Debbie Phillips was three months pregnant when Billy O went down.

Because they weren’t married (yet—Monty and Russo were all over the kid to do the right thing and he was headed in that direction), the Job wouldn’t do shit for her. Didn’t give her any recognition at Billy’s funeral—the fucking Catholic department wouldn’t give the unwed mother the folded flag, the kind words, sure as shit no survivor’s benefits, no medical. She’d wanted to do a paternity test and then sue the Job, but Malone talked her out of it.

You don’t turn the Job over to lawyers.

“That’s not the way we do things,” he told her. “We’ll take care of you, the baby.”

“How?” Debbie asked.

“You let me worry about that,” Malone said. “Anything you need, you call me. If it’s a woman thing—Sheila, Donna Russo, Yolanda Montague.”

Debbie never reached out.

She was an independent type anyway, not really that attached to Billy, never mind his extended family. It was a one-night stand that went permanent, despite Malone’s constant warnings that Billy should double-wrap the groceries.

“I pulled out,” Billy told him when Debbie called with the news.

“What are you, in high school?” Malone asked.

Monty cuffed him in the head. “Idiot.”

“You going to marry her?” Russo asked.

“She don’t want to get married.”

“It doesn’t matter what you or she wants,” Monty said. “It only matters what that child needs—two parents.”

But Debbie, she’s one of those modern women doesn’t think she needs a man to raise a baby. Told Billy they should wait and see how their “relationship developed.”

Then they didn’t get the chance.

Now, she opens the door for Malone, she’s eight months and looks it. She’s not getting any help from her family out in western Pennsylvania and she don’t have anyone in New York. Yolanda Montague lives the closest so she checks in, brings groceries, goes to the doctor’s appointments when Debbie will let her, but she don’t deal with the money.

The wives never deal with the money.

“Merry Christmas, Debbie,” Malone says.

“Yeah, okay.”

She lets him in.

Debbie is pretty and petite, so her stomach looks huge on her. Her blond hair is stringy and dirty, the apartment is a mess. She sits down on the old sofa; the television is on to the evening news.

It’s hot in the apartment, and stuffy, but it’s always either too hot or too cold in these old apartments—no one can figure out the radiators.
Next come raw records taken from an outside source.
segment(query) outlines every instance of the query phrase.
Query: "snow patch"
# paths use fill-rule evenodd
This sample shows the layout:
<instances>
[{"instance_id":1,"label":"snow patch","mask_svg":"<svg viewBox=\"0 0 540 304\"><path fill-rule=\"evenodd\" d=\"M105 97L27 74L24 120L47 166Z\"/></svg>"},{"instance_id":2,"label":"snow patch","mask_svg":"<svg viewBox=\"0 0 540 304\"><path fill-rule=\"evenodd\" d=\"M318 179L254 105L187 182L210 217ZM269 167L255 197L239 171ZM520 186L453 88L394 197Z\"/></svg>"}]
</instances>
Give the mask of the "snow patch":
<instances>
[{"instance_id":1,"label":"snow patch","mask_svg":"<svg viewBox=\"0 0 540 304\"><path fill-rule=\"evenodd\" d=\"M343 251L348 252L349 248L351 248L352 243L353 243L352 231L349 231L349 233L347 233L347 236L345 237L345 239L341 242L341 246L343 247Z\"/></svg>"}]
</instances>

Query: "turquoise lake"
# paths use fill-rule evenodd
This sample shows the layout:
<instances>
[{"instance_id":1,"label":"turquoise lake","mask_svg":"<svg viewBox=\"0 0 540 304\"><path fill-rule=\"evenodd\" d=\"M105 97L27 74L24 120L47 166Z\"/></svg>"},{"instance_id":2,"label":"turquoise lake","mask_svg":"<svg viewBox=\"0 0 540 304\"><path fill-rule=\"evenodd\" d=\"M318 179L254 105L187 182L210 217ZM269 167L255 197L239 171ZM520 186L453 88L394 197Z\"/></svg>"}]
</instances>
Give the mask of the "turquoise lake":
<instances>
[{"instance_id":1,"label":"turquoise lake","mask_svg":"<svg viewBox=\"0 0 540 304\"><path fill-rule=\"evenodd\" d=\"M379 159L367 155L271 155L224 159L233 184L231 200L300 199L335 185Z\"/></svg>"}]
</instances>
One of them hisses now, as if to tell Malone to fuck off if he doesn’t like it.

He lays an envelope on the coffee table.

Five grand.

The decision was a no-brainer—Billy keeps drawing a full share, and when they lay off the Pena smack, he gets his share of that, too. Malone is the executor, he’ll lay it out to Debbie as he sees she needs it and can handle it. The rest will go into a college fund for Billy’s kid.

His son won’t want for anything.

His mom can stay at home, take care of him.

Debbie fought him on this. “You can pay for day care. I need to work.”

“No, you don’t.”

“It isn’t just the money,” she said. “I’d go crazy, all day here alone with a kid.”